Ravitch has depicted education reform as a plot by corporate elites to privatize schools and destroy unions. If charter schools claim to help poor children by providing longer school days, then Ravitch is certain thatlonger school days cannot work. Having identified their enemies with the cause of pure evil, Ravitch and her fellow hard-liners have taken to defending not only the practice of paying teachers by length of service, but the structure and form of the school day (created in an era of stay-at-home mothers and designed around the summer harvest) as a standard of perfection that must be defended absolutely. Ravitch and her allies have found the leadership of the unions disturbingly faint of heart.
The pressure has dramatically intensified. One precipitating event is ashocking ruling, in a case called Vergara v. California, that has justifiably panicked opponents of the reform. The case, brought by school reformers on behalf of low-income students, charged that tenure rules (which make the firing of incompetent teachers nearly impossible) discriminate against poor students, who are far more likely than affluent students to have ineffective teachers.
The Vergara precedent would force California — and possibly other states, which will see similar lawsuits — to abandon tenure rules that protect ineffective teachers. Even if the direct legal strategy is reversed by higher courts, it embarrasses the unions by highlighting both the least-defensible aspect of their agenda and its most sympathetic victims. Duncan praised the ruling, further enraging unions and their supporters. Randi Weingarten, the president of the American Federation of Teachers, who has attempted to conciliate the administration, wrote a protest letter requesting better “leadership.” Ravitch replied, sharply and not inaccurately, that Duncan is not a wavering ally but an enemy. (“Duncan showed that he IS a leader,” she wrote, “a leader in the effort to strip teachers of due process and a leader in the well-funded campaign to erode public confidence in public schools.”)
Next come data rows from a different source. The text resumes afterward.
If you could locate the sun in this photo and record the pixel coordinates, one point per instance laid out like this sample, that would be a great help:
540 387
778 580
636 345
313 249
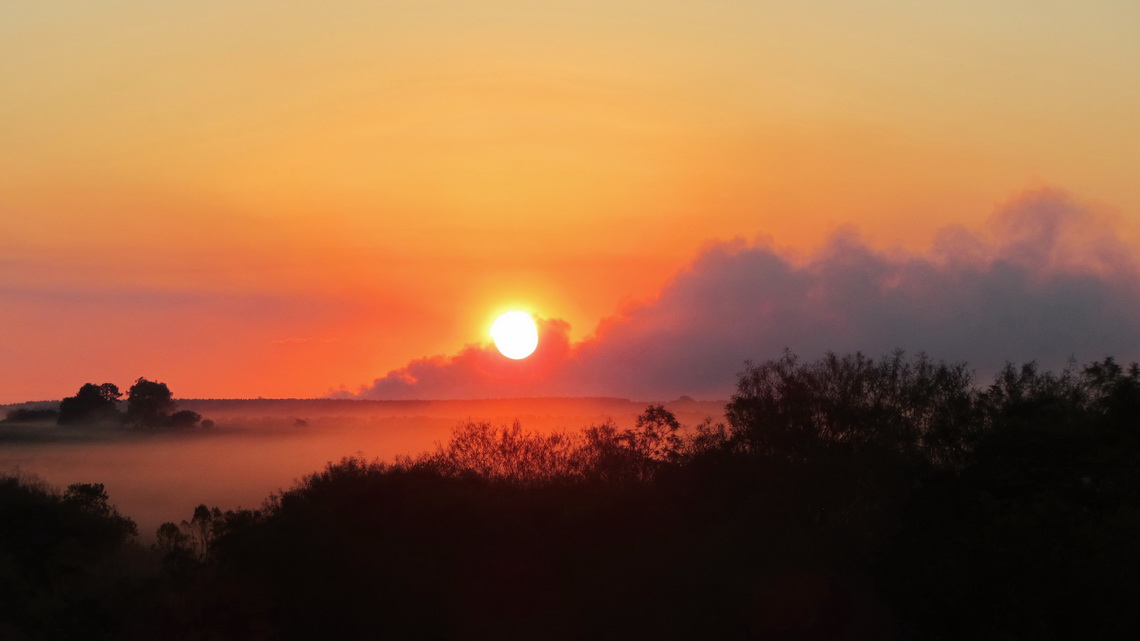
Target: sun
515 334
Ravitch spoke at the National Education Association convention (the NEA being the other and more implacable of the teacher unions). She has implored the unions to fight back against the Obama administration:
The Obama administration strongly supports privatization via charters; one condition of Race to the Top was that states had to increase the number of charters. The administration is no friend of teachers or of teacher unions …
What is needed at this hour is a strong, militant response to these attacks on teachers, public schools, and — where they exist — unions …
The results of the NEA convention reflected Ravitch’s militance. Not only did the union officially call for Duncan’s resignation — a measure that was introduced, but failed to pass, in each of the last four years — its new president Lily Eskelsen García, is taking a more Ravitch-esque public line. The flavor of her rhetoric can be seen in this Politico interview, in which García calls value-added measures (which gauge teacher performance) “the mark of the devil,” and plans to “further shift the union away from its longstanding and reflexive support of Democrats” (this is the reporter’s phrasing). The notion of an alliance between teachers unions and Republicans may sound preposterous, but it is Republicans who are leading the charge against Common Core teaching standards.
Ultimately, the union backlash is likely to be channeled into the 2016 Democratic primary. Of the various sources of liberal dismay that may be brought to bear upon Hillary Clinton — Warren-esque concern with inequality, unease with the Clinton’s hawkish record — the most focused and organized may well be the cause of the unions. “Supporters of public education must rally and stand together and elect a president in 2016 who supports public schools,” urges Ravitch. This argument will be heard in Iowa.